I've come back from my trip to London loaded with books for you! Well, ten books in total to be precise :-) There should be something for everyone's taste from a variety of topics and authors.
The selection for this week starts with Bees by Laline Paull. (And Kevin, this one's for you!) I read it on my kindle few months ago and the paperback is hot off the press.
Below is the description from amazon, because I struggle to find words to describe the book. I rolled my eyes when it first came out, but after more and more (literal) buzz this book received, I gave it a try.
I couldn't put it down! A flipping, or rather flapping, bee held my attention alternating between fingernail-biting suspense and mesmerizingly erotic description of flower pollination. 50 shades of honey, indeed..... The prose is original, surprising, captivating. The story is funny, moving, and magnificent. Just take my word on this one!
The book has been Shortlisted for the Baileys Women's Prize for Fiction 2015 and Longlisted for the Desmond Elliott Prize for New Fiction 2015.

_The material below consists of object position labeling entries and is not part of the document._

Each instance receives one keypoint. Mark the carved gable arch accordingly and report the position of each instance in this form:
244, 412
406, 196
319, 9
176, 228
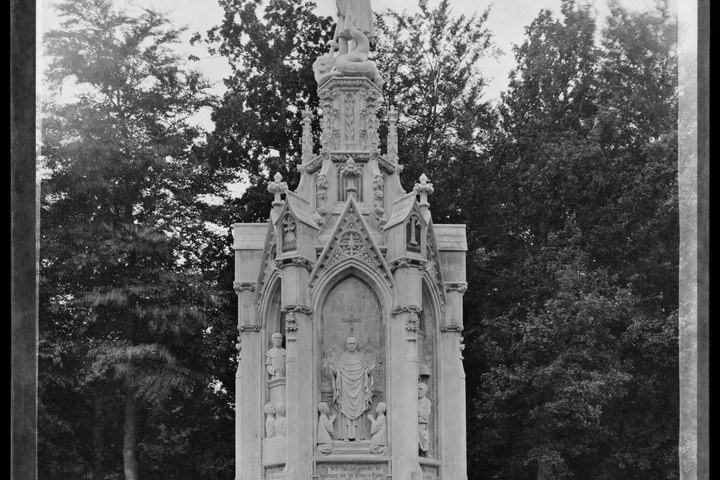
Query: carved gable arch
351, 242
407, 227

Enter a whole new world, in this thrilling debut novel set entirely within a beehive.Born into the lowest class of her society, Flora 717 is a sanitation bee, only fit to clean her orchard hive. Living to accept, obey and serve, she is prepared to sacrifice everything for her beloved holy mother, the Queen. Yet Flora has talents that are not typical of her kin. And while mutant bees are usually instantly destroyed, Flora is reassigned to feed the newborns, before becoming a forager, collecting pollen on the wing.
Then she finds her way into the Queen’s inner sanctum, where she discovers secrets both sublime and ominous. Enemies roam everywhere, from the fearsome fertility police to the high priestesses who jealously guard the Hive Mind. But Flora cannot help but break the most sacred law of all, meaning her instinct to serve is overshadowed by a desire, as overwhelming as it is forbidden…

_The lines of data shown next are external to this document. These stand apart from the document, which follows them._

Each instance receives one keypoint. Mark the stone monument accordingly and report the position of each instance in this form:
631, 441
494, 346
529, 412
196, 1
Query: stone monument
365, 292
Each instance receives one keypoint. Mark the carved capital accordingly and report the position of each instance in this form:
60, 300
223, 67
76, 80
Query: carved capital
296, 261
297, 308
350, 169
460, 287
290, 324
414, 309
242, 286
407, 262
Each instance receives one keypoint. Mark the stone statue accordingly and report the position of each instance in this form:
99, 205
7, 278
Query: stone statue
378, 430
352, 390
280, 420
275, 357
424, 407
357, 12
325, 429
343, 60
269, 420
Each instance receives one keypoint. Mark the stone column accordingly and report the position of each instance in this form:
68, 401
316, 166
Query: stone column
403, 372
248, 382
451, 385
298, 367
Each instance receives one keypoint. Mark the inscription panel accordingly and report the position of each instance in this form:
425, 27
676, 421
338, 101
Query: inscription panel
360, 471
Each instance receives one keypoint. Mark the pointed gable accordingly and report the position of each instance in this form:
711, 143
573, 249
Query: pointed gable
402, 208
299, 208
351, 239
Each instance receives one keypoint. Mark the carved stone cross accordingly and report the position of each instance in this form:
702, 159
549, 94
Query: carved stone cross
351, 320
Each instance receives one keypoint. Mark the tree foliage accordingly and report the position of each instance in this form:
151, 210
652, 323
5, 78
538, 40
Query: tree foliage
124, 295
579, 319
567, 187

Moving to more serious matter, a timeless classic is George Orwell's Down And Out In Paris And London, first published in 1933. George Orwell's vivid memoir of his time living among the desperately poor and destitute, Down and Out in Paris and London is a moving tour of the underworld of society from the author of 1984.
'You have talked so often of going to the dogs - and well, here are the dogs, and you have reached them.'
Written when Orwell was a struggling writer in his twenties, it documents his 'first contact with poverty'. Here, he painstakingly documents a world of unrelenting drudgery and squalor - sleeping in bug-infested hostels and doss houses of last resort, working as a dishwasher in Paris's vile 'Hôtel X', surviving on scraps and cigarette butts, living alongside tramps, a star-gazing pavement artist and a starving Russian ex-army captain.
Exposing a shocking, previously-hidden world to his readers, Orwell gave a human face to the statistics of poverty for the first time - and in doing so, found his voice as a writer.
The poster of the film based on G. Orwell's most famous novel: 1984. |
The last, but not least, book for this week is a newly published history book 17 Carnations: The Windsors, The Nazis and The Cover-Up by Andrew Morton.
The story of the love affair between Wallis Simpson and King Edward VIII, and his abdication in order to marry the divorcée, has provoked fascination and discussion for decades. However, the full story of the couple's links with the German aristocracy and Hitler has until now remained untold. Meticulously researched, 17 Carnations chronicles this entanglement, starting with Hitler's early attempts to matchmake between Edward and a German noblewoman.
While the German foreign minister sent Simpson seventeen carnations daily, each one representing a night they had spent together, she and the Duke of Windsor corresponded regularly with the German elite. Known to be pro-German sympathizers, the couple became embroiled in a conspiracy to install Edward as a puppet king after the Allies were defeated. After the war, the Duke's letters were hidden in a German castle that had fallen to American soldiers.
They were then suppressed for years, as the British establishment attempted to cover up this connection between the House of Windsor and Hitler. Drawing on FBI documents, material from the German and British Royal Archives, and the personal correspondence of Churchill, Truman, Eisenhower and the Windsors themselves, 17 Carnations reveals the whole fascinating story, throwing sharp new light on a dark chapter of history.
Practice your English and listen to the interview of the author!
Enjoy this as well as many other treasures on the display table.